The age-old pursuit of dinner used to be a game of chance — maybe you found a special spot down the street, or maybe you didn’t.
James Roedding, head of product and data science at Rewards Network, told PYMNTS that the age of digital engagement is changing the restaurant experience — and can transform the ways in which the restaurants operate while improving their margins and customer loyalty.
“More and more, you are seeing more digital adoption across all customer groups,” he told PYMNTS as part of the “What’s Next in Payments” series on how various companies have shaped and refined their online efforts.
Young consumers and boomers have used their mobile devices as a way to conduct daily life — and it’s incumbent upon firms to ensure they build their products and services in ways that are so intuitive that anyone can use those offerings regardless of their digital literacy.
As his job title would imply, Roedding has a vantage point that’s unique — combining data with the evergreen endeavor of enriching and expanding his firm’s reach and innovation in the digital age. As he said: “Data science is interacting with every part of the world.”
At a high level, Roedding said, “as consumers, not only are we expecting to be able to interact with a brand or a service through digital means, but the expectation is also that the interaction is going to be highly personalized.”
To get to that level of personalization, data science and Big Data are essential to crafting digital services that truly help individuals and consumers — and businesses looking for those customers — find one another seamlessly.
Roedding noted that Rewards Network, operating as a platform that connects restaurants and consumers, can and does use data to keep track of how frequently both sides of the equation are interacting with one another.
On the restaurant side, Rewards Network has a vast expanse of data across their customers’ businesses. To understand how this is used by their customers, Rewards Network keeps tabs on how often restaurants are visiting the company’s portal and what they’re doing once they’re there. The real-time insight, as Roedding put it, informs the platform: “Are they viewing our analytics? Are they making updates to the marketing program that we run for them? Are they replying to member reviews?”

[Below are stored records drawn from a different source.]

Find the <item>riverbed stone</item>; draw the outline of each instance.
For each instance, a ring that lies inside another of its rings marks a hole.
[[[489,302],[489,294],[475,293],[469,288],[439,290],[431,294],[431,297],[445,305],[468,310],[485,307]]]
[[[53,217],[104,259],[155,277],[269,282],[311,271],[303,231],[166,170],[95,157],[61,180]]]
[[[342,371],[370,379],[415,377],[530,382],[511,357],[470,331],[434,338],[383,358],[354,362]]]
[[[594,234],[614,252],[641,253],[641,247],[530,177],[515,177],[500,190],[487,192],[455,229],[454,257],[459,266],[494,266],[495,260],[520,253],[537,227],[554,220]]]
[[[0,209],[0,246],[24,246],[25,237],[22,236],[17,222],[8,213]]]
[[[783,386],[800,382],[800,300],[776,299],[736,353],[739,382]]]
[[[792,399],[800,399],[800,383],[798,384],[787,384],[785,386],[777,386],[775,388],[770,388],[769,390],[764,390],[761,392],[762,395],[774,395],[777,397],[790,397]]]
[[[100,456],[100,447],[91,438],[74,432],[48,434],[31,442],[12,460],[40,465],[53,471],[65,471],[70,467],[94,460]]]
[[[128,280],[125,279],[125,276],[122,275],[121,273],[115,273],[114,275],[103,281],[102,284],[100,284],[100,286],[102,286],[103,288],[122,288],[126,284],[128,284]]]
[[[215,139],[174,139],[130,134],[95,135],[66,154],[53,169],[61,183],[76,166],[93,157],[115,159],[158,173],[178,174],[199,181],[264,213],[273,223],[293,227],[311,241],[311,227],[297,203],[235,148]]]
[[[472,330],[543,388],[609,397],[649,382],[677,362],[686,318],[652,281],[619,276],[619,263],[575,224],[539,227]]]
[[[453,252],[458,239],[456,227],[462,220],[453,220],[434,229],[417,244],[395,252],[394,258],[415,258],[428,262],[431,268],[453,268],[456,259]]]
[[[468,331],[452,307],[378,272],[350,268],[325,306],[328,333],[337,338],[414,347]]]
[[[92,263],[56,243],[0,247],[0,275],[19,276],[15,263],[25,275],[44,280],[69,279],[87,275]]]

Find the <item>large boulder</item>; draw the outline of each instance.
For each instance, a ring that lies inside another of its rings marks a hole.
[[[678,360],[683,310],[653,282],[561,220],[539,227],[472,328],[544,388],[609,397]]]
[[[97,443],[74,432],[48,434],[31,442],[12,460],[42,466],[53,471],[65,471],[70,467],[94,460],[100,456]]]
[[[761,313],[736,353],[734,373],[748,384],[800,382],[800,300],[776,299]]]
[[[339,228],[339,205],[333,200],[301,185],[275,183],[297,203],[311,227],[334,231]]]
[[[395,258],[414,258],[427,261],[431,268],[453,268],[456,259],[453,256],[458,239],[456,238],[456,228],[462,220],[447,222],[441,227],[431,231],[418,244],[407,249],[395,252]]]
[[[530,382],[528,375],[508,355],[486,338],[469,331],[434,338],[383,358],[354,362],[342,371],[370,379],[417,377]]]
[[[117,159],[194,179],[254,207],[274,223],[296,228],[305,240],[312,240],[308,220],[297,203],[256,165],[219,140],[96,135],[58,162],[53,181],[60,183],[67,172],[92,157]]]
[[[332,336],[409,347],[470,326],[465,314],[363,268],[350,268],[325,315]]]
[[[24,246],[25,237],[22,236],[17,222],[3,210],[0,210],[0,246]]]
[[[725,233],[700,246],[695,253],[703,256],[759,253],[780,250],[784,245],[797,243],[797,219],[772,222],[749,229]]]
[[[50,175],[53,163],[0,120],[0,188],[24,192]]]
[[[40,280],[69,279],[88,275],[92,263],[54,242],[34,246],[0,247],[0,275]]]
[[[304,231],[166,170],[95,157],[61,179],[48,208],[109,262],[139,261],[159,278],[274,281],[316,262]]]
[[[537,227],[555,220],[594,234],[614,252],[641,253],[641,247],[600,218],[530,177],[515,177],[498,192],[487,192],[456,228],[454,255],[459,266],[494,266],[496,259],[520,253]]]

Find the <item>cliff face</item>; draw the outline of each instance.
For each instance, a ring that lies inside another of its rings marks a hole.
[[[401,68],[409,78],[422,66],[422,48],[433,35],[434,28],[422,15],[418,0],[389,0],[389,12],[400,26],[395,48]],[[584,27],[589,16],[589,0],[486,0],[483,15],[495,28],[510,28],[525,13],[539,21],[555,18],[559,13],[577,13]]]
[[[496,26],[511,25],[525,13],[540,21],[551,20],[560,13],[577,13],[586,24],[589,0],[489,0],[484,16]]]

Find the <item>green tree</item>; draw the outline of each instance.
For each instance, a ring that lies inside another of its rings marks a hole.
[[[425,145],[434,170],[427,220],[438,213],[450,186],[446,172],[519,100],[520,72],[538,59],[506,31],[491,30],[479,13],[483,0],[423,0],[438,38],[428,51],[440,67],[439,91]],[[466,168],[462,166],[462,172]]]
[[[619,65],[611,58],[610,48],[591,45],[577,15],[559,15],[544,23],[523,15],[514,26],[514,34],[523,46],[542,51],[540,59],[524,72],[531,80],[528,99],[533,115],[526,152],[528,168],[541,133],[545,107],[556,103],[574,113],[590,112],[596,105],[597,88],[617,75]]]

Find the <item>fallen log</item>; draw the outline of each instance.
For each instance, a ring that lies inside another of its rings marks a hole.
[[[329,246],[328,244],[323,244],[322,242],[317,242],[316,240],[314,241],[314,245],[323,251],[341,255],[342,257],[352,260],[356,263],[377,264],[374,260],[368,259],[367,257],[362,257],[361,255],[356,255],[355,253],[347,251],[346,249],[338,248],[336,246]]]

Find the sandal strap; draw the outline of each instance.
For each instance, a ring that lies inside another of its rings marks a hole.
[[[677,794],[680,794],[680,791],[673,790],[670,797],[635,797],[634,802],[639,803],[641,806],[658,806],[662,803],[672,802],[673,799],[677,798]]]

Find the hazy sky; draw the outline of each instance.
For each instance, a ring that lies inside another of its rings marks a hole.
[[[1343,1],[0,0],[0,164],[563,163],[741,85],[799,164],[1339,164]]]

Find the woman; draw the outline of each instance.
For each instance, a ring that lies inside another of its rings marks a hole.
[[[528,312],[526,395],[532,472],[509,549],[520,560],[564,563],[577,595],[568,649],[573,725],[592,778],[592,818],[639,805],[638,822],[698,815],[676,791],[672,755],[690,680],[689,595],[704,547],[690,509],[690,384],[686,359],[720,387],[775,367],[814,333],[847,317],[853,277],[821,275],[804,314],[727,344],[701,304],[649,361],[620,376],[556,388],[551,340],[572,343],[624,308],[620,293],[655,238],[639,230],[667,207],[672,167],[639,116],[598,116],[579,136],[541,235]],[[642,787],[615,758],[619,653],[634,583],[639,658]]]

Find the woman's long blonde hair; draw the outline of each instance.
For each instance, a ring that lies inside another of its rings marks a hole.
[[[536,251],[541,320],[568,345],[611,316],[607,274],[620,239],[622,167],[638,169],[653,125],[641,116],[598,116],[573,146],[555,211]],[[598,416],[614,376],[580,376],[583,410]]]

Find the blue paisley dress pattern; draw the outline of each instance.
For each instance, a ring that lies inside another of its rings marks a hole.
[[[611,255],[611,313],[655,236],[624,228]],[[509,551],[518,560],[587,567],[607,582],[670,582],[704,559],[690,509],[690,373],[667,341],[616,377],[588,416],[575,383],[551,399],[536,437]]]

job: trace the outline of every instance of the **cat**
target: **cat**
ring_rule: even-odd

The company also gives its restaurant customers flexible funding options to help smaller independent eateries tap into the capital they need to grow. “We’ll predict how much consumer volume we think we can drive into a restaurant, and we’ll pay the restaurant a portion of that volume upfront,” Roedding said, that predictive effort is aided by real-time modeling.
Roedding noted that another unique feature of the Rewards Network platform that measures the interaction between restaurant and member is the verified review capability. Only members that have actually dined at participating restaurant can leave a review, which gives the establishment real insight into what they are doing well and what can be improved.
The reviews are verified, he said, and Rewards Network has the ability to “seamlessly trigger” that review the moment a card is swiped, in real time, as the establishment prompts them to leave feedback at the time of payment. The review response rate is three times higher than the industry average, he said, and the restaurants also respond to those reviews at a high rate.
That level of data-driven granularity extends to the member side of the platform, where the network gauges how often members are searching for restaurants, which eateries they are interested in, and what type of marketing is indeed resonating with them — along with what diners are saying in their reviews. Members earn rewards at airline, hotel and other loyalty programs with each dollar they spend at the participating restaurants.
Looking ahead, Roedding said, Rewards Network will be ramping up its efforts to enable user-generated content, as customers promote restaurants and restaurant owners can update their online content with the help of artificial intelligence (AI).
AI is also useful in analyzing large swaths of data, he added, which in turn can synthesize thousands of reviews, for example, and improve analytics functions.
Rewards Network is expanding an offering that looks at consumers’ dining behavior and models it out to other consumers that it believes are similar to one another and then finds dining suggestions that have yet to be sampled by that diner, and which would be a good match.
“The thing I’m most excited about is increasing the level of personalization that we can provide,” he told PYMNTS.